Was kann ich aus dem Beruf später einmal machen?
Wo gibt es weitere Infos?
Was machen Konditorinnen / Konditoren?
Konditorinnen / Konditoren stellen - im Unterschied zu Bäckern
– Konditoreiwaren her. Dazu gehören Kuchen, Torten, Pralinen,
Desserts, Speiseeis, Marzipan und saisonale Artikel zu Weihnachten,
Ostern, etc. Das geschieht in der Regel in größeren und
kleineren Handwerksbetrieben vereinzelt aber auch in großen
Hotels und der Lebensmittelindustrie. Ein wichtiger Bestandteil
des Berufes ist die kreative Gestaltung und Dekoration der hergestellten
Waren. Egal ob der Kunde eine individuell gestaltete Hochzeitstorte
oder ein vielfältiges Dessertbuffet wünscht. Zum Schluss
müssen die feinen Erzeugnisse für den Verkauf vorbereitet,
verpackt und gelagert werden. Konditoren pflegen den Kontakt zu
Kunden, beraten und bedienen sie. Über die eigentlich Konditorentätigkeit
hinaus, gehört auch die Zubereitung kleiner Gerichte wie Salate,
Pasteten und Snacks zur Ausbildung.
Konditorinnen / Konditoren:
• Bearbeiten Rohstoffe und Vorprodukte und wenden dabei die
Vorschriften der Lebensmittelhygiene an
• Messen und wiegen Zutaten und mischen sie nach genauen Rezepten
• Planen die Herstellung den Personal und Maschineneinsatz
usw.
• Stellen Back- und Süßwaren wie Torten, Pralinen,
Marzipan, Eis und Gebäck her
• Stellen Glasuren her und verarbeiten sie
• Gestalten die Waren ansprechend
• Bedienen und warten die Geräte und Anlagen zur Herstellungsproduktion
• Verkaufen ihre Produkte
• Bereiten kleine pikante Gerichte aus frischen Rohstoffen
zu
Für wen ist der Job geeignet?
Bewerber sollten einen guten Geruchs- und Geschmackssinn haben.
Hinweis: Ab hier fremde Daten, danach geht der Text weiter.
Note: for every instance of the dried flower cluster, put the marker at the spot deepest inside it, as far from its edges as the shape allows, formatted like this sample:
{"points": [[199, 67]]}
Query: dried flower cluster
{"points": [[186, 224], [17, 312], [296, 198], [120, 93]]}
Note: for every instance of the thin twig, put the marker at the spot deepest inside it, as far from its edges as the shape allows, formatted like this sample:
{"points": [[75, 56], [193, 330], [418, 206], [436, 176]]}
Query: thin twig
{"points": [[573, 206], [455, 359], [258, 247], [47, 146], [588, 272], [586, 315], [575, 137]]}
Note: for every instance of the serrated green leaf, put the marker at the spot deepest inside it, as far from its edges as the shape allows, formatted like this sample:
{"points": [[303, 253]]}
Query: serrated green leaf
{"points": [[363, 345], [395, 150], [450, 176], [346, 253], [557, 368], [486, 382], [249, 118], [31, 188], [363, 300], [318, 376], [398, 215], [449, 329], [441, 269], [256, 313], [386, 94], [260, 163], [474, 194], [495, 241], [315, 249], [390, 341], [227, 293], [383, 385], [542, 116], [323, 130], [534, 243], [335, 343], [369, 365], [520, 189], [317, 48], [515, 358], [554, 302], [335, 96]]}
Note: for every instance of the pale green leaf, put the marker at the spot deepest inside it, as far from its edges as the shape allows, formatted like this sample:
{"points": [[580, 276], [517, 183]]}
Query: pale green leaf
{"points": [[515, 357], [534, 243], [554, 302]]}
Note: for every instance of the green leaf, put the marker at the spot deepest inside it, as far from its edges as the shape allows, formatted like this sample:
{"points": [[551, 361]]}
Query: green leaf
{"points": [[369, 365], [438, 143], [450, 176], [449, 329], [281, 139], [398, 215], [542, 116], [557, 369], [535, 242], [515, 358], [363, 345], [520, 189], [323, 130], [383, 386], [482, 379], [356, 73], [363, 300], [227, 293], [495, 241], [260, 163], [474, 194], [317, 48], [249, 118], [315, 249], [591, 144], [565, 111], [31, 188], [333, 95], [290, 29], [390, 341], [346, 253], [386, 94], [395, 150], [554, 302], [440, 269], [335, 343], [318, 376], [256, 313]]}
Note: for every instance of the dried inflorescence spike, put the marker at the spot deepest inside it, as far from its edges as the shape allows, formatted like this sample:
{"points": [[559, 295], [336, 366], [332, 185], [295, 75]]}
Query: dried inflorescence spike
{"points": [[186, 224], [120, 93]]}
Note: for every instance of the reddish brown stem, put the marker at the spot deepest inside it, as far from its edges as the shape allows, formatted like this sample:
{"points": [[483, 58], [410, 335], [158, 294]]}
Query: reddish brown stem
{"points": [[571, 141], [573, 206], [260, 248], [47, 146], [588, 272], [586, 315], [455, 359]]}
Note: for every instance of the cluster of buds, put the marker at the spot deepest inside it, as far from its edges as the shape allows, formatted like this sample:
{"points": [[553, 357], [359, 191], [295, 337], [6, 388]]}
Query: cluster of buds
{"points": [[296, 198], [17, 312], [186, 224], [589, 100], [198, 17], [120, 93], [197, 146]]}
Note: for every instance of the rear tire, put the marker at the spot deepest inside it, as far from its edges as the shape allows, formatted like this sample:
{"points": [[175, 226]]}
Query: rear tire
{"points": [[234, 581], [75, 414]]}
Sie sollten Wert auf Sauberkeit und Hygiene legen und ein Talent
zum Gestalten, Garnieren und Verzieren mitbringen. Ein weiterer
Schwerpunkt ist ein enger Umgang mit den Kunden.
Was ist besonders gut?
Toll ist bei dieser Ausbildung die vielseitige Tätigkeit und
die Möglichkeit seinen Beruf sogar weltweit ausüben zu
können. Und wer ist nicht stolz auf sichtbare Ergebnisse seiner
Arbeit, die man auch noch verzehren kann?
Wie ist die Ausbildung aufgebaut?
Rechtlich ist kein bestimmter Schulabschluss vorgeschrieben. Die
meisten Betriebe erwarten jedoch einen guten Hauptschulabschluss,
manche sogar die Fachoberschulreife (mittlere Reife). Die Ausbildungsdauer
beträgt 3 Jahre. Erforderlich ist ein ärztliches Gesundheitszeugnis.
Welche Vergütung erhalte ich
während der Ausbildung?
Die jeweils aktuelle Vergütung erfahren Sie von der Innung.
Rufen Sie uns an oder schicken Sie uns eine Mail.
Was kann ich aus dem Beruf
später einmal machen?
Klar ist: Keiner muss ein Leben lang im Job immer dasselbe tun.
Im Gegenteil: Wer heutzutage gute Chancen auf dem Arbeitsmarkt haben
will, muss flexibel sein und sich regelmäßig fortbilden.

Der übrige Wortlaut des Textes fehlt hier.